DRAMATIC images of the last unexplored world in the solar system have flooded the nation’s consciousness this week.

But in all the excitement of NASA’s New Horizons spacecraft completing a flyby of Pluto, it’s easy to forget where the dwarf planet first got its name.

At a breakfast table in North Oxford back in 1930, the 11-year-old Venetia Phair, then Venetia Burney, was shown an article in The Times about the unnamed frozen planet by her grandfather, Falconer Madan, the retired librarian at the Bodleian.

Young Venetia had enjoyed studying the Greek and Roman myths at school and suggested the planet be named Pluto after the Roman god of the underworld.

Ginita Jimenez, who years later directed a documentary on Mrs Phair’s life, Naming Pluto, said: “Pluto was the most obvious choice, but it took an 11-year-old to think of it.”

Her grandfather put it to his friend Herbert Hall Turner, a professor of astronomy at Oxford University, who presented it at a meeting of the Royal Astronomical Society in London. It stuck, and Mrs Phair and her school were given £5 each as a reward.

Mrs Phair went on to study maths at Cambridge University and became an economics teacher, avoiding the limelight up until her death in 2009.

Ms Jimenez, who met Mrs Phair to film the documentary a year earlier, said: “She was very private and modest about her contribution to astronomical history.

“In 2008, she had never seen or been shown the planet on a telescope. I made it my mission to make sure we did, and it was wonderful.

“She was incredibly generous with her time. I met her in the ‘closing chapters’ and she was lovely and warm.”

Colin Harris, superintendent of reading rooms at the Bodleian Library, confirmed Venetia’s story was true.

Also the vice-president of the Oxfordshire Family History Society, he added: “Her grandfather was the librarian, but her great uncle, Henry George Madan, named the two moons of Mars – Phobos and Deimos. The family has a good planet-naming tradition.”

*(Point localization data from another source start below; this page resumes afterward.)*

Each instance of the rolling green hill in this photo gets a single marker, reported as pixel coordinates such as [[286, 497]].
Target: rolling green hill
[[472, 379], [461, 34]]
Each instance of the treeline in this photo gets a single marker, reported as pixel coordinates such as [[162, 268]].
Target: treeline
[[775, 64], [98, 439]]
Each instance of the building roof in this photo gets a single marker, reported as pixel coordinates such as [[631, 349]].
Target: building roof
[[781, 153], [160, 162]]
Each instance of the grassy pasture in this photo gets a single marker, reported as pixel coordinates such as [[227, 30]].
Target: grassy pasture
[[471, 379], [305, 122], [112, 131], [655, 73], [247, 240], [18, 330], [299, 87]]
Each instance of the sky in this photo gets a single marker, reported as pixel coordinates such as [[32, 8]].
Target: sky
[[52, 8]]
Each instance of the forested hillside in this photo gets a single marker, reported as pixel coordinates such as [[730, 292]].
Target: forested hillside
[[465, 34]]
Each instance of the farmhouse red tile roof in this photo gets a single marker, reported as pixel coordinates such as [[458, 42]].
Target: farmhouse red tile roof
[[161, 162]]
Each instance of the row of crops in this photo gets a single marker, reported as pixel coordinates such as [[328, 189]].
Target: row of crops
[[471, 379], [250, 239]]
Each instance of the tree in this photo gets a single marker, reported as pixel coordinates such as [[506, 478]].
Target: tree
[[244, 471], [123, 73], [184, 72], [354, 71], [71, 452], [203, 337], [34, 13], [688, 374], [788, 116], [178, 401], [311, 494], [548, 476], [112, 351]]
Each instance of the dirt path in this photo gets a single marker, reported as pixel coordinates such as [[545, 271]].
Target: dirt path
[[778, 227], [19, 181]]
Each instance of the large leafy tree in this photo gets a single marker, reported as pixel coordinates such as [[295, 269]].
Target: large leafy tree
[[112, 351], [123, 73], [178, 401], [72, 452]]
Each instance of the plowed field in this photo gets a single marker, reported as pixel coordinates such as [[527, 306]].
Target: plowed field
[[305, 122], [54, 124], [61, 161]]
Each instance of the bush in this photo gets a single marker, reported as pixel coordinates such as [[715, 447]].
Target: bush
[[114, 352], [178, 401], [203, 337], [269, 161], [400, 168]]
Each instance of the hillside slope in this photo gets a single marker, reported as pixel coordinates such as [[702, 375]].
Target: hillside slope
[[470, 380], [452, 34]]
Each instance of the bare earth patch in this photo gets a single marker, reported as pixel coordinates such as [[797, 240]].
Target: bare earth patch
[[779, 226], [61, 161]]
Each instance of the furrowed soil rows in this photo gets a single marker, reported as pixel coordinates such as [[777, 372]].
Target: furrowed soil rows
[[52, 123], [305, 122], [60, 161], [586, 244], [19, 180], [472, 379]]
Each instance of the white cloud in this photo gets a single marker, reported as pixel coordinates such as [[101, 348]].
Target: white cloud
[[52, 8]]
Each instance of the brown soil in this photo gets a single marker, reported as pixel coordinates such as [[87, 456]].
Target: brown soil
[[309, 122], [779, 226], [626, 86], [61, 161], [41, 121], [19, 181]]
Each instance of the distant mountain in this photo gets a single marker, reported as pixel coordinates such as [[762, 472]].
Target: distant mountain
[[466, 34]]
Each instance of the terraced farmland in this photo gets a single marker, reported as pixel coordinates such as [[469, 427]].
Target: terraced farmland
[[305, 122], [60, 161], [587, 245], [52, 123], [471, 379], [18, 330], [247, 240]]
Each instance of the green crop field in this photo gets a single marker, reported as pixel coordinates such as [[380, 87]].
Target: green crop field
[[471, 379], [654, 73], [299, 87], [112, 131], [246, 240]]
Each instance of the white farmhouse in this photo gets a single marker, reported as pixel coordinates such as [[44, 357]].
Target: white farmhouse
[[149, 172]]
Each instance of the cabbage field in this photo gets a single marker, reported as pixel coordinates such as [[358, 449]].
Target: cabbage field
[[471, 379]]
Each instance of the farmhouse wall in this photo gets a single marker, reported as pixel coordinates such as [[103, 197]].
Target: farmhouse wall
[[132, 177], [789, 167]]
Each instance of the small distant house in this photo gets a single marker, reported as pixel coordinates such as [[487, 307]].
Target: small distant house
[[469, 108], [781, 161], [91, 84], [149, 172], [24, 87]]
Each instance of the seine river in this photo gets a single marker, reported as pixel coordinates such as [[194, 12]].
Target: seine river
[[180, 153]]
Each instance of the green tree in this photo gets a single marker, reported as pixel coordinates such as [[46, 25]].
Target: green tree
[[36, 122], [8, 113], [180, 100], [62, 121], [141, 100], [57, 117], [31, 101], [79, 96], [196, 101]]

For the first time in history, Pluto’s surface is being mapped out by photos from the New Horizons probe, which travelled 3.6 billion miles to reach its destination.

Images show a smooth surface with lumpy terrain and huge mountains made of ice.

Hayley Flood, head scientist at Space Studio Banbury, said: “It’s one of the most significant things we have done in astronomy since the Voyager fly-bys and Pluto has a place in many people’s hearts. The students are very excited.”